3. Selective Few-Shot Examples

Instead of including 10 examples in every prompt, select the most relevant 1-2 examples based on the query.

from openai import OpenAI
import numpy as np

client = OpenAI()

# Pre-computed examples with embeddings
FEW_SHOT_EXAMPLES = [
    {
        "query": "I want to cancel my subscription",
        "response": "I can help with cancellation. Your current plan...",
        "embedding": [0.1, 0.2, ...],  # Pre-computed
        "category": "cancellation",
    },
    {
        "query": "The app crashes when I upload files",
        "response": "Let's troubleshoot the upload issue. First...",
        "embedding": [0.3, 0.4, ...],
        "category": "technical",
    },
    # ... 50 more examples
]

def select_examples(query: str, examples: list[dict], top_k: int = 2) -> list[dict]:
    """Select the most relevant few-shot examples for the query."""
    query_emb = get_embedding(query)  # Reuse from earlier

    scored = []
    for ex in examples:
        sim = cosine_similarity(query_emb, ex["embedding"])
        scored.append((sim, ex))

    scored.sort(key=lambda x: x[0], reverse=True)
    return [ex for _, ex in scored[:top_k]]


def build_prompt_with_selected_examples(query: str, system_base: str) -> list[dict]:
    """Build prompt with only the most relevant examples."""
    examples = select_examples(query, FEW_SHOT_EXAMPLES, top_k=2)

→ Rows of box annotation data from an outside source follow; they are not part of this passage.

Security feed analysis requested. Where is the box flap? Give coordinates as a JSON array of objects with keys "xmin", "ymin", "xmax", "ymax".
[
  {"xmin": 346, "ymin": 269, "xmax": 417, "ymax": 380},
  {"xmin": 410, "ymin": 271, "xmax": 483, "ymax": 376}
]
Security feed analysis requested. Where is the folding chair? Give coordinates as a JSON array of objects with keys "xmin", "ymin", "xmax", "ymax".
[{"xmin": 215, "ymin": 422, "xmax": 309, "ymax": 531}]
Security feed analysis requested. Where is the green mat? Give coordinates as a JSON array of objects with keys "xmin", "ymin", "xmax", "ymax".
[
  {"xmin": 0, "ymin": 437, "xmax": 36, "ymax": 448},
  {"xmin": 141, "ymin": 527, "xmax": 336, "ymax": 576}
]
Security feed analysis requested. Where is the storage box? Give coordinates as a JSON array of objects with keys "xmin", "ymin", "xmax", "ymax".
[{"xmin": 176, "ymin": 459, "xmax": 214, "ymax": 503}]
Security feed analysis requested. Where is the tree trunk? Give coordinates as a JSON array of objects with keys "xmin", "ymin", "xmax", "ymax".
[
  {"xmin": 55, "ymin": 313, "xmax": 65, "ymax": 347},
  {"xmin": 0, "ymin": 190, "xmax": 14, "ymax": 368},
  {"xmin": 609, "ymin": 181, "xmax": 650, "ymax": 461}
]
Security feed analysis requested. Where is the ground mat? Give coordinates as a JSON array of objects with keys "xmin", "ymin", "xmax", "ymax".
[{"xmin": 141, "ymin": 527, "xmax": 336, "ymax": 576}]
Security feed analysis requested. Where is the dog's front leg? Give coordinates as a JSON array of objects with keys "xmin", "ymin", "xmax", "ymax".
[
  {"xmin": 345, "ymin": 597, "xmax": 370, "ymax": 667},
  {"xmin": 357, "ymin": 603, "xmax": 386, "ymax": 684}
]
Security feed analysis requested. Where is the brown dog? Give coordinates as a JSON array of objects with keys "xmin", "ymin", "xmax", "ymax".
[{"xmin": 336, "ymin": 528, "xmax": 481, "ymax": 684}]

    examples_text = "\n\n".join(
        f"User: {ex['query']}\nAssistant: {ex['response']}"
        for ex in examples
    )

    return [
        {
            "role": "system",
            "content": f"{system_base}\n\nExamples:\n{examples_text}",
        },
        {"role": "user", "content": query},
    ]

Batch APIs: 50% Off for Async Work

OpenAI’s Batch API processes requests asynchronously at a 50% discount. Perfect for workloads that don’t need real-time responses: nightly report generation, bulk classification, content moderation queues, embedding large document sets.

import json
import time
from openai import OpenAI

client = OpenAI()

def create_batch_file(requests: list[dict], filename: str = "/tmp/batch_input.jsonl"):
    """Create a JSONL file for batch processing."""
    with open(filename, "w") as f:
        for i, req in enumerate(requests):
            batch_request = {
                "custom_id": f"request-{i}",
                "method": "POST",
                "url": "/v1/chat/completions",
                "body": {
                    "model": req.get("model", "gpt-4o-mini"),
                    "messages": req["messages"],
                    "max_tokens": req.get("max_tokens", 500),
                    "temperature": 0,
                },
            }
            f.write(json.dumps(batch_request) + "\n")

    return filename


def submit_batch(filename: str) -> str:
    """Upload file and submit batch job."""
    # Upload the JSONL file
    with open(filename, "rb") as f:
        file_obj = client.files.create(file=f, purpose="batch")

    # Create the batch
    batch = client.batches.create(
        input_file_id=file_obj.id,
        endpoint="/v1/chat/completions",
        completion_window="24h",
    )

    print(f"Batch submitted: {batch.id}")
    return batch.id


def poll_batch(batch_id: str, interval: int = 30) -> list[dict]:
    """Poll until batch completes and return results."""
    while True:
        batch = client.batches.retrieve(batch_id)
        print(f"Status: {batch.status} | Completed: {batch.request_counts.completed}/{batch.request_counts.total}")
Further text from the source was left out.